With that being said, this isn’t an easy roster to blow up and rebuild. The most valuable asset is Gray who had an awful 2016 and so would not net the return the A’s would likely demand. The A’s could maybe shed some salary through trades, but given this is a team already operating under its (admittedly small) payroll, a fire sale would hardly salve, let alone cure Oakland’s ills.
Instead, expect them to be fairly active on the free agent market. In the rotation, candidates include Jason Hammel, Brett Anderson and Jorge de la Rosa who would all appear to be low-cost options with a reasonable bit of upside. With Rich Hill as a fantastic template, you would expect the A’s to invest in some low-risk arms that could turn good.

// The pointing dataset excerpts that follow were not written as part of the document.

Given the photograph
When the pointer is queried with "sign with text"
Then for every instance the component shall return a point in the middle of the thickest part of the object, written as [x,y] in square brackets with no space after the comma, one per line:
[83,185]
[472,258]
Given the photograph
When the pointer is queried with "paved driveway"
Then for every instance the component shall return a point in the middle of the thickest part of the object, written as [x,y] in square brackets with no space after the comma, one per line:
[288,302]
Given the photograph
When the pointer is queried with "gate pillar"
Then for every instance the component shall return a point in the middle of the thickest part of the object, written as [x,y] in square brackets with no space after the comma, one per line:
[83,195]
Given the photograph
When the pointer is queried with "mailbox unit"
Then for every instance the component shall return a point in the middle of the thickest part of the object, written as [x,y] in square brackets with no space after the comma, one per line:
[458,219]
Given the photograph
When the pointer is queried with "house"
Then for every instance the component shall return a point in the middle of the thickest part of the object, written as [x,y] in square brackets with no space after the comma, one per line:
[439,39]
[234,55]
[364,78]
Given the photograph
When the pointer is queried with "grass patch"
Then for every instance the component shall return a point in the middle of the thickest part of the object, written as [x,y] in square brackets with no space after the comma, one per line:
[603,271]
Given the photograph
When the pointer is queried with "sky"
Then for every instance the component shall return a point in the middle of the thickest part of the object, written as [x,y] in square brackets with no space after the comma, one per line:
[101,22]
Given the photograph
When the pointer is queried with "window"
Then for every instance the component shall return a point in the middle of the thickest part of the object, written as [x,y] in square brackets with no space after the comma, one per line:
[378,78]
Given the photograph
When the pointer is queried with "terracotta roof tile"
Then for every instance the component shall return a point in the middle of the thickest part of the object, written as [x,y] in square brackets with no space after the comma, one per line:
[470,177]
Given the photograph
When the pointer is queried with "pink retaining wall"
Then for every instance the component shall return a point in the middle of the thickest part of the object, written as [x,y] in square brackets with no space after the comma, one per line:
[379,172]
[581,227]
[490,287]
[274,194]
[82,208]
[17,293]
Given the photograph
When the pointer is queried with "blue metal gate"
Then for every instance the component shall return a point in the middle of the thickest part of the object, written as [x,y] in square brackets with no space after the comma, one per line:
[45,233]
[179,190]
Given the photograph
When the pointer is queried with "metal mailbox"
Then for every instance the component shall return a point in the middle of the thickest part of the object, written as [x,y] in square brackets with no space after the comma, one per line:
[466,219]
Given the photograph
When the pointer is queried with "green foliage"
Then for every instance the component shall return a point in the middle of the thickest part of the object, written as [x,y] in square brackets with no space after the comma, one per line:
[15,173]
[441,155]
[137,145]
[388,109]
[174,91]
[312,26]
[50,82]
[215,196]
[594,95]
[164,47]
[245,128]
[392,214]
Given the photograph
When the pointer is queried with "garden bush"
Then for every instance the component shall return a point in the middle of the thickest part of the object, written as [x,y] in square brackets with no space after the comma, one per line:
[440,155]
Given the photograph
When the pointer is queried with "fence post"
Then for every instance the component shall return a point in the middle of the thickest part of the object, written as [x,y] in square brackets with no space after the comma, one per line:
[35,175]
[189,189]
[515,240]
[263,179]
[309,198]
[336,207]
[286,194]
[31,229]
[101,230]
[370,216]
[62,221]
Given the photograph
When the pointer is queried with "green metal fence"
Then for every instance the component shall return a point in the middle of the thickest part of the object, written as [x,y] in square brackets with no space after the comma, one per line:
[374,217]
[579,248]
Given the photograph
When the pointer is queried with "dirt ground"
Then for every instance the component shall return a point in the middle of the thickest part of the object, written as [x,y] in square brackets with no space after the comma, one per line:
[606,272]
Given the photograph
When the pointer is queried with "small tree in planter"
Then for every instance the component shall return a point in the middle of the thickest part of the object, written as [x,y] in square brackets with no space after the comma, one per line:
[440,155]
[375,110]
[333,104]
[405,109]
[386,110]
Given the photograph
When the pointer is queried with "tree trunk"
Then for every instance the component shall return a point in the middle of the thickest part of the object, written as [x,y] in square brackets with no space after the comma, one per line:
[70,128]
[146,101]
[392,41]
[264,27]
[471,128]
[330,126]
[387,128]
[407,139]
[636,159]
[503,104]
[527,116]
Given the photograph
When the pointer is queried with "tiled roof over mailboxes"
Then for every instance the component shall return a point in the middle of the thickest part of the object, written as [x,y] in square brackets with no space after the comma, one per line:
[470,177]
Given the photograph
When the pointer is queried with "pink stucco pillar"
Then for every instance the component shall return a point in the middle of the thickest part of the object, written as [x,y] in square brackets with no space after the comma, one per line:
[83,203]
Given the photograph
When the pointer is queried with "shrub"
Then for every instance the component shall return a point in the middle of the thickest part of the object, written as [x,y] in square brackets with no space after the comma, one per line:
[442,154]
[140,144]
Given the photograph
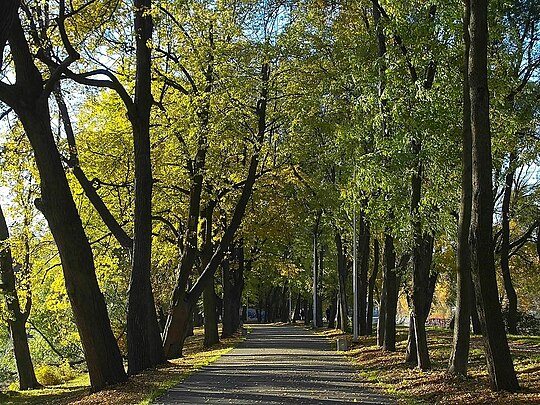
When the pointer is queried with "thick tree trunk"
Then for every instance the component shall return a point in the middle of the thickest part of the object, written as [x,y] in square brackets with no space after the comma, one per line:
[511,294]
[315,289]
[16,318]
[233,285]
[144,338]
[363,247]
[499,360]
[411,355]
[320,292]
[296,313]
[30,102]
[342,278]
[475,318]
[211,335]
[176,322]
[333,310]
[228,310]
[381,323]
[391,295]
[421,301]
[459,358]
[372,281]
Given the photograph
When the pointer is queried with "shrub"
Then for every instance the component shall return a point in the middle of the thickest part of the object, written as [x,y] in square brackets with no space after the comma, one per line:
[527,324]
[48,375]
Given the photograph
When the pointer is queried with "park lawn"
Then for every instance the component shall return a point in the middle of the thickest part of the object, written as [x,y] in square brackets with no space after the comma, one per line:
[388,373]
[140,389]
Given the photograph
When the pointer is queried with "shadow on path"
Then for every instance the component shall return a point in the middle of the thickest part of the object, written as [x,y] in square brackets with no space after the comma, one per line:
[275,365]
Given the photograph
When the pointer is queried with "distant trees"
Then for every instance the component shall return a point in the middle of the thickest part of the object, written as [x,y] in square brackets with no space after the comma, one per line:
[220,150]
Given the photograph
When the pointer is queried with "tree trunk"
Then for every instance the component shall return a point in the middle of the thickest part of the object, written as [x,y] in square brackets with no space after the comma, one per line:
[320,291]
[342,277]
[296,313]
[499,360]
[228,311]
[511,294]
[391,295]
[16,318]
[422,254]
[459,358]
[381,322]
[56,203]
[333,310]
[475,318]
[364,269]
[176,322]
[211,335]
[372,281]
[144,338]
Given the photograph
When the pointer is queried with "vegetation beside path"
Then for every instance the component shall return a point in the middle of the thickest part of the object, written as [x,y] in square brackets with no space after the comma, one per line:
[140,389]
[388,372]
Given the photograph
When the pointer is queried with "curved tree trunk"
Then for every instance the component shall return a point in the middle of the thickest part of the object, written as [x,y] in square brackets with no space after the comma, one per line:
[499,360]
[342,279]
[183,301]
[511,294]
[30,102]
[372,281]
[143,334]
[391,294]
[459,357]
[363,273]
[211,334]
[17,318]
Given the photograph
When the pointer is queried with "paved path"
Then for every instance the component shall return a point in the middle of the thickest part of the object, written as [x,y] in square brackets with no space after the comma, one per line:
[275,365]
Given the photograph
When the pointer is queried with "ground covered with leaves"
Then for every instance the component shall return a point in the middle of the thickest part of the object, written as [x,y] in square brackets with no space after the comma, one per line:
[390,373]
[140,389]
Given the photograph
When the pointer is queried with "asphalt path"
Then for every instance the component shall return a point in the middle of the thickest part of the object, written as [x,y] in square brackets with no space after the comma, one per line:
[275,365]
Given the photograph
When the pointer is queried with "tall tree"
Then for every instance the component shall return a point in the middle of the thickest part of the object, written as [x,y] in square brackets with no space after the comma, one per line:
[144,339]
[459,357]
[17,318]
[499,360]
[29,99]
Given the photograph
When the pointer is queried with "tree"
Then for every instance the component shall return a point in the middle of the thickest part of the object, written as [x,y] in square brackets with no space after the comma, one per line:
[459,357]
[29,99]
[499,360]
[16,317]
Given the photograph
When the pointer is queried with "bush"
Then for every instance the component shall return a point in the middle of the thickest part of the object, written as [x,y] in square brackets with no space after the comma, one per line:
[527,324]
[48,375]
[54,375]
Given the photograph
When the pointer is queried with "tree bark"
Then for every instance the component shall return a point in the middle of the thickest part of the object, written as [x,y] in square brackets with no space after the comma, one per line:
[29,100]
[511,294]
[16,318]
[499,361]
[342,277]
[391,295]
[372,281]
[144,338]
[183,301]
[211,334]
[459,357]
[363,273]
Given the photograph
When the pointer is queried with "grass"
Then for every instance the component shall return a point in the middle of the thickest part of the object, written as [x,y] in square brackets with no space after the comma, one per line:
[388,372]
[140,389]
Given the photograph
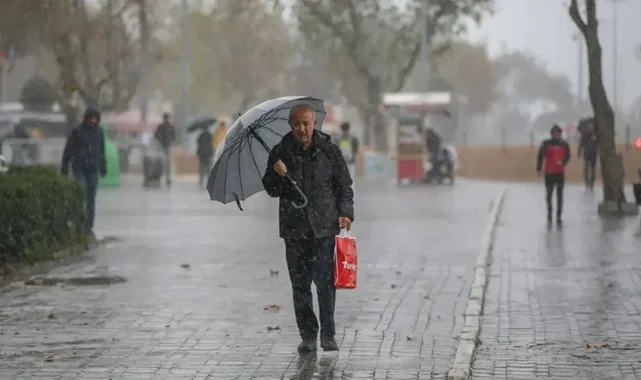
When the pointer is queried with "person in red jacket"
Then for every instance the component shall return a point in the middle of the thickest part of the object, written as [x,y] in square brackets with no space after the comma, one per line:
[553,156]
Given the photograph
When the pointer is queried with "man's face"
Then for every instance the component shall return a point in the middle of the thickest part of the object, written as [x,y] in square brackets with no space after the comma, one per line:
[303,123]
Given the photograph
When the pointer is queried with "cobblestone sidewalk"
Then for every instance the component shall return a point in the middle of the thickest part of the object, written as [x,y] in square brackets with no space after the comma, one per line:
[562,303]
[207,294]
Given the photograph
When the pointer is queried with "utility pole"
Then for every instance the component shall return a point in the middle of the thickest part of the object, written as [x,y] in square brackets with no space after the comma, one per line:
[425,49]
[615,54]
[185,61]
[144,61]
[580,76]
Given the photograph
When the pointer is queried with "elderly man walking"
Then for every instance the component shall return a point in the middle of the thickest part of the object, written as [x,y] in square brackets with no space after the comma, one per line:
[310,158]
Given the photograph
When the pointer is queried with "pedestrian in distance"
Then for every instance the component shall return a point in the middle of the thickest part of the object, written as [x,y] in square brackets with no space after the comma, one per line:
[166,135]
[309,157]
[349,147]
[205,153]
[588,149]
[85,151]
[553,156]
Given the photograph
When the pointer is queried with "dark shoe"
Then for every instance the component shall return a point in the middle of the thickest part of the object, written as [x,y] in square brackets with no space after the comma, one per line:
[307,346]
[329,344]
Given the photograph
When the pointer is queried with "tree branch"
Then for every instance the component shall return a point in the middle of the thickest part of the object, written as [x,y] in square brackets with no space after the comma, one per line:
[575,14]
[350,43]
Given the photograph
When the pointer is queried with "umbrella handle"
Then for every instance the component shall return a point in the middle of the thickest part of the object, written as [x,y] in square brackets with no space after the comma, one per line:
[300,192]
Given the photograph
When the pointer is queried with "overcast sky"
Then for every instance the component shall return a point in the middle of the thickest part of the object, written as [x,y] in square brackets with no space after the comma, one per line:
[544,28]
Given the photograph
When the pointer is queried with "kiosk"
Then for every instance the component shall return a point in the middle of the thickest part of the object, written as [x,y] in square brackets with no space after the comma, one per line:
[410,114]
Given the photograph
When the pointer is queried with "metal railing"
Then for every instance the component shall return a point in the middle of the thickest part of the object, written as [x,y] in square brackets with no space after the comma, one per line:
[28,152]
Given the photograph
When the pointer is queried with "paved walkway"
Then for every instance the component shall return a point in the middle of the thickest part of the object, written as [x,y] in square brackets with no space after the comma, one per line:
[562,303]
[208,296]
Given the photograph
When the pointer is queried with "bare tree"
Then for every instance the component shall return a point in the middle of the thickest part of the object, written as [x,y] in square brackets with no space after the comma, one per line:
[373,44]
[241,51]
[603,112]
[92,44]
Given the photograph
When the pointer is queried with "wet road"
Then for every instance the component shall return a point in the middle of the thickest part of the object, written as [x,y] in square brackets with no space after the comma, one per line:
[562,303]
[226,313]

In center field, the A’s will almost certainly go to the market. Carlos Gomez would be a typical A’s acquisition after an awful campaign, but he may still be out of the Oakland price range. Cheaper options include Michael Bourn, Austin Jackson and Jon Jay.
Free agent first basemen like Mitch Moreland, Adam Lind or ex-A Brandon Moss all represent reasonable targets, unless Oakland decide to shift Healy over to first base and instead pursue the third-base market which includes some fairly bleak options like Luis Valbuena and Trevor Plouffe.
One other likely trade candidate will be catcher Stephen Vogt, who has enjoyed a productive spell in Oakland but is getting older and seeing his defense decline. Oakland would presumably not receive a king’s ransom for his services, but a trade would open the door for left-handed hitting prospect Bruce Maxwell who had an impressive season in the minors. He’s certainly got my Vogt! Sorry.
It’s not often we enter an off-season where the A’s are genuine contenders to be one of the busiest teams, but given the state of the roster and the money available to them that is the position they are in. Even with a major free agent splash – and they could really only afford one – this isn’t a team that will compete next year.
Expect Beane to target cheap FA’s on short-term deals and try to turn one of them into a Rich Hill. Guys like Ryan Madson, Sean Doolittle, Lowrie and Vogt are all options to be dealt at any point, but none will produce a particularly sexy return.
Best case scenario: The A’s acquire a few cheap free agents that help improve their defense in the short term and provide potential trade value in the long run. Guys like Carlos Gomez, Austin Jackson and Peter Bourjos stand out here.
Worst case scenario: They deal away Sonny Gray without acquiring much in return and spend the FA money on a three year deal for Edinson Volquez.
Likely scenario: Beane signs two cheap free agent pitchers and a decent center fielder but totally ignores the gaping holes at right field and first base. No-one is quite sure if it’s secretly genius because they’ve seen Moneyball and Brad Pitt does stuff like that in the movie and they like that Jonah Hill gif.